Лидия и Лилия Семённы были сестры, старые девы, учительницы и цветоводы отродясь. Им отвелось настолько крошечное место в мире, что их домишко с садиком пришлось принять за островок миниатюры на перекрёстке всех дорог. Подкоп цевилизации так долго кромсал под кабели, траншеи и коммуникативные удобства их беззащитную межу, что после женитьбы брата и передела усадьбы под огород и новое строительство большого дома им выделился узкий клин земли. Сёстры упорствовать не стали, от брата изгородь не городили, и он, по настоянию жены, построил себе сарай, потом гараж и полисад вдоль межевой тропинки. Отгородившись от сестер, невестка нависла двухэтажной тенью своей домины на сестрин отруб и родила двоих детей. Но в памяти и поведении сестёр была неведомая тайна от забывчивости злобы. Их благодатная любовь к племянникам и брату невестку провоцировала к козням. А жизнь в спокойствии и без сопротивленья бедняг соседей заставляла примечать за ними каждый шаг. Пока не убедились, что им и впрямь немного надо: роббатка-клумба и чистота души.

— Они поповны, твои старушки-вековушки, — сказала мне как-то Матвевна в порыве сопровождения вдоль межи. Через ограду преткновений непониманье своих ближних можно преодолеть в том месте, которое судящему под статус высоты его ума. Что проку в жалобах на жизнь через молитву, если нытьё от имени наград приносит больше пользы пострадавшим от себялюбия владельцам тщеславного желания и любопытства, застывших на одном глазу? Терпенье престарелых барышень было единственной возможностью казаться живущими не хуже в том мире, где универсальное явленье смерть оценено как невозможное маловменяемым соседством.
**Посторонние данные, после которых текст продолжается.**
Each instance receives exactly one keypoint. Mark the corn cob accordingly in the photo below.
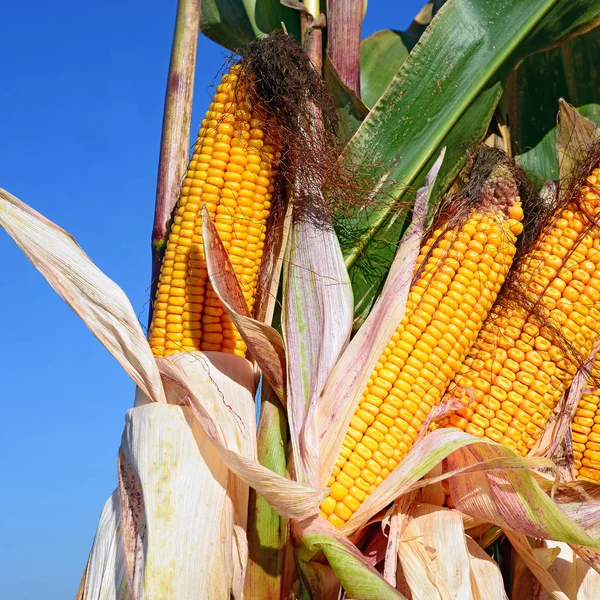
(586, 435)
(516, 373)
(232, 172)
(463, 270)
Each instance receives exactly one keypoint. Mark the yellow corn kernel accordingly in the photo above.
(426, 350)
(532, 371)
(233, 177)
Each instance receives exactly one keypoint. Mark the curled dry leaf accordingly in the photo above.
(561, 419)
(317, 321)
(105, 577)
(486, 579)
(433, 555)
(359, 579)
(572, 574)
(538, 563)
(98, 300)
(174, 492)
(424, 456)
(264, 343)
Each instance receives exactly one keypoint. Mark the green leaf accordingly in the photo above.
(267, 531)
(351, 111)
(359, 580)
(235, 23)
(571, 72)
(369, 266)
(466, 52)
(381, 55)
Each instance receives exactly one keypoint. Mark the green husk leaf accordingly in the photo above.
(351, 373)
(569, 72)
(468, 49)
(351, 110)
(381, 55)
(267, 531)
(235, 23)
(359, 580)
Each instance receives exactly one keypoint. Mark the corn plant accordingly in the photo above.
(369, 370)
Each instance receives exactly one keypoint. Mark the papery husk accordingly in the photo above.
(106, 310)
(316, 322)
(105, 577)
(220, 399)
(433, 555)
(179, 521)
(577, 580)
(537, 561)
(575, 137)
(98, 300)
(183, 511)
(561, 419)
(428, 452)
(486, 579)
(349, 377)
(264, 343)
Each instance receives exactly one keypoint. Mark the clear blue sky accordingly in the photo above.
(80, 120)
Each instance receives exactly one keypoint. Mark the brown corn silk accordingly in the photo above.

Необходимость ежедневно считать гроши испотрошит любую душу. В условиях паралича сочувствия и сострадания к гоненьям использовать свои познанья для желудка, а вещее воображенье — для нажив было залогом лжи врагам на память. Семеновны нашли себя в отраде сада:

— Быть может, бог и благосклоннее к тому, кто любит собирать ракушки, чем к тем, кто появляется на свет наследником больших богатств.

Это многозначительное назиданье я слышала от Лидии Семёновны не раз, и удивлялась её ассоциациям о море. Лишь по прошествии больших времен мне станет ясно, что Данила Кофтун, мой охранитель от нападок в альма-матер, возглавит тот Феодосийский храм, которому служил их дед когда-то. Через одну судьбу переплелись две нити. Воистину — все жизни на одной деснице. Мы узнаём об этом под конец.

— Лилечка третьей электричкой сегодня едет вести уроки, ты помоги ей приготовить чай, а я пока взгляну в библиотеку.

Я помогла перекатить через порог её коляску. Бесшумно приподнявшись в костылях, она достала с полки книгу и повела увеличительным стеклом по строчкам в титульном листе, потом по корешкам обложек — искала что-то, шепча губами и осторожно проводя перстом.

Все стеллажи их крошечного дома были заполнены собраньем раритетов с двуглавым глуботиском герба изданий царских лет. Что помогло им самосохраниться, не растерзав от обысков в гоненьях заглавные листы, мне до сих пор не ясно. Поскольку мои тетушки—московки стирали царские гербы даже на соусниках кузнецовского фарфора, в опаске, что такая утварь не сочетается с веленьем времени о футуризме красных истин.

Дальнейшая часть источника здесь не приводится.